Used in metastatic disease. Patients without c-kit mutations are less likely to respond.

Trials:

• (Pending - trial closed in 2002) North American Sarcoma Intergroup study S0033 - tests Gleevec at 800 mg/d (divided BID) vs 400 mg/d (once daily) for metastatic GIST

• EORTC trial - similar to Intergroup S0033

Duration of therapy:

• French Sarcoma Group BFR14 (2002-)
  • Pts with metastatic GIST. After 3 yrs of Imatinib therapy, pts were randomized to continual therapy (C) vs interrupted therapy (I) with Imatinib.
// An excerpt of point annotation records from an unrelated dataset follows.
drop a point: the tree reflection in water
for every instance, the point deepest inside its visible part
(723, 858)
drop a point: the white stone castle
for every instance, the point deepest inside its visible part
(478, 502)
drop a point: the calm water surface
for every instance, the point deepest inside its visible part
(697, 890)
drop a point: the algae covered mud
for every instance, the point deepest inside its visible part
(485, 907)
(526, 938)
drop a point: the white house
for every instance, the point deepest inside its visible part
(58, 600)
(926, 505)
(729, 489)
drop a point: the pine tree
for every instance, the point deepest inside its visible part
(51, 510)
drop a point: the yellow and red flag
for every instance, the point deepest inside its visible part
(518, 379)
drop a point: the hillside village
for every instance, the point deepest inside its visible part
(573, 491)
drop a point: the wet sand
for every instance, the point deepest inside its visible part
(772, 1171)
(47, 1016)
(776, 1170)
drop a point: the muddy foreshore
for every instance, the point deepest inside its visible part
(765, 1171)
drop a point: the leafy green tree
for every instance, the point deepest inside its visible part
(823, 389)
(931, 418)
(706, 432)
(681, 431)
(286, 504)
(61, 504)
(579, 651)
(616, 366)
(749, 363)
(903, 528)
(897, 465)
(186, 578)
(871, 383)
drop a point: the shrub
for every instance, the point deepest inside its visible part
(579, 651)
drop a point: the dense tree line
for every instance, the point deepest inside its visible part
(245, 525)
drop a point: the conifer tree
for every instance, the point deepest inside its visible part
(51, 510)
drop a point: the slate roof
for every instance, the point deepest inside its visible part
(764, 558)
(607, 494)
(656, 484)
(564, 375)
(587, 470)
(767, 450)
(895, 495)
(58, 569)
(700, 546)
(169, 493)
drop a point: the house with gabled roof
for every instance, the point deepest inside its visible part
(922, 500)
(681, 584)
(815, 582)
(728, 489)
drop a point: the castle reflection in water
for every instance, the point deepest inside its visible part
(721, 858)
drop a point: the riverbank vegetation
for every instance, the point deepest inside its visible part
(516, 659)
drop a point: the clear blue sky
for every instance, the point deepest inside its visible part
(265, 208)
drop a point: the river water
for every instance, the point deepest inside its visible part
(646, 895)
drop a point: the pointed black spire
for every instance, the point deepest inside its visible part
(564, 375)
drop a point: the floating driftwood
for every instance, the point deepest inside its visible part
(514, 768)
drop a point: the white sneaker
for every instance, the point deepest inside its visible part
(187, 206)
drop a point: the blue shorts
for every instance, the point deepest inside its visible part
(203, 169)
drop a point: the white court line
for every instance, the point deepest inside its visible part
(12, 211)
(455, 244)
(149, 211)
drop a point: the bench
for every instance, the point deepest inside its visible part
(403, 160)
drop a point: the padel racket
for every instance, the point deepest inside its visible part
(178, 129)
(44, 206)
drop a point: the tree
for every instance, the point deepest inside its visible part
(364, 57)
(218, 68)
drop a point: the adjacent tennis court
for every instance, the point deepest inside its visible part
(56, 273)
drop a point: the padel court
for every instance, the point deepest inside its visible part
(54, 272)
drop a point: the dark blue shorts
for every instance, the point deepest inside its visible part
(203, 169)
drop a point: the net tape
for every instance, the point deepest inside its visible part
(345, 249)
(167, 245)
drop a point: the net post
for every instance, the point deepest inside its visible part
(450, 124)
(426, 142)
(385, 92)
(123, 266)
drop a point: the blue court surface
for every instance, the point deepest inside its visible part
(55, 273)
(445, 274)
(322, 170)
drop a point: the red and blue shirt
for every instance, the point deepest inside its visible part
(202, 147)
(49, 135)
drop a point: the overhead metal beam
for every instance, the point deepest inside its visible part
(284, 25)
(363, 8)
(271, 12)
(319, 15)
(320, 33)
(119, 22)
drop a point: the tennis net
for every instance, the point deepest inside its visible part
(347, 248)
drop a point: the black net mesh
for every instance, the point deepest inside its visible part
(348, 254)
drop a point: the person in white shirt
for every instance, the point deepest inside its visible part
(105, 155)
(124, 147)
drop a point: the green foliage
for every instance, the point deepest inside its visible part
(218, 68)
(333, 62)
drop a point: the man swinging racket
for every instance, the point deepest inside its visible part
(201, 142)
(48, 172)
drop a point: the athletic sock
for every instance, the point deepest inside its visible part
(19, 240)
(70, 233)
Pts on interrupted arm could resume Imatinib if progressive disease detected.
  • 2007 ASCO Abstract #10005 — "Continuous versus interruption of imatinib (IM) in responding patients with advanced GIST after three years of treatment: A prospective randomized phase III trial of the French Sarcoma Group."
    • 35 pts enrolled (19 interrupted vs 16 continuous). Median f/u 5.3 mos.
    • Higher rate of progressive disease in I pts. Reintroduction of Imatinib in the I arm after progression allowed tumor response (stable disease or overall response) in all pts.
  • Conclusion: high risk of rapid progression when treatment is interrupted.

Adjuvant therapy edit

• Multicenter; 2012 PMID 22453568 Full Text -- "One vs three years of adjuvant imatinib for operable gastrointestinal stromal tumor: a randomized trial." (Joensuu, JAMA. 2012 Mar 28;307(12):1265-72.)
  • 400 high risk patients, defined by having at least 1 modified NIH Consensus Criteria
    • The longest tumor diameter >10.0 cm
    • Mitotic count >10 mitoses per 50 HPF
    • Tumor diameter >5.0 cm and mitotic count over 5
    • Tumor rupture before surgery or at surgery
  • Median follow-up 54 months.
  • 5yr RFS: 36-month group 65.6% vs 12-month group 47.9%
    • HR 0.46; 95% CI, 0.32-0.65; p < .001
  • 5yr OS 36-month group 92.0% vs 12-month group 81.7%
    • HR 0.45; 95% CI, 0.22-0.89; p = .02
  • Imatinib was generally well tolerated, but 12.6% and 25.8% of patients assigned to the 12- and 36-month groups, respectively, discontinued imatinib for a reason other than GIST recurrence.
  • Conclusion: Compared with 12 months of adjuvant imatinib, 36 months of imatinib improved RFS and overall survival of GIST patients with a high risk of GIST recurrence.

• ACOSOG - adjuvant 400 mg/d x 1 yr after complete resection for high-risk (10 cm, tumor rupture, or multifocal). Compared with historical controls.

• ACOSOG - Phase III, high-risk and moderate-risk (>3 cm). Randomized to placebo vs Imatinib x 1 yr.

Neoadjuvant edit

• RTOG / American College of Radiology Imaging Network (ACRIN) - serial PET scans.

Radiotherapy edit

Poor response rate to RT. Only very scanty reports in literature. There have been case reports of RT being used as adjuvant therapy for positive margins and as primary therapy when combined with chemo and immunotherapy.

RT's role may be restricted to palliation: palliation for bleeding, pain

• 2007 PMID 17512858 -- "Gastrointestinal stromal tumour." (Rubin BP, Lancet. 2007 May 19;369(9574):1731-41.)

• 2002 PMID 12094371 - Dematteo RP et al - Clinical management of gastrointestinal stromal tumors: before and after STI-571. 2002.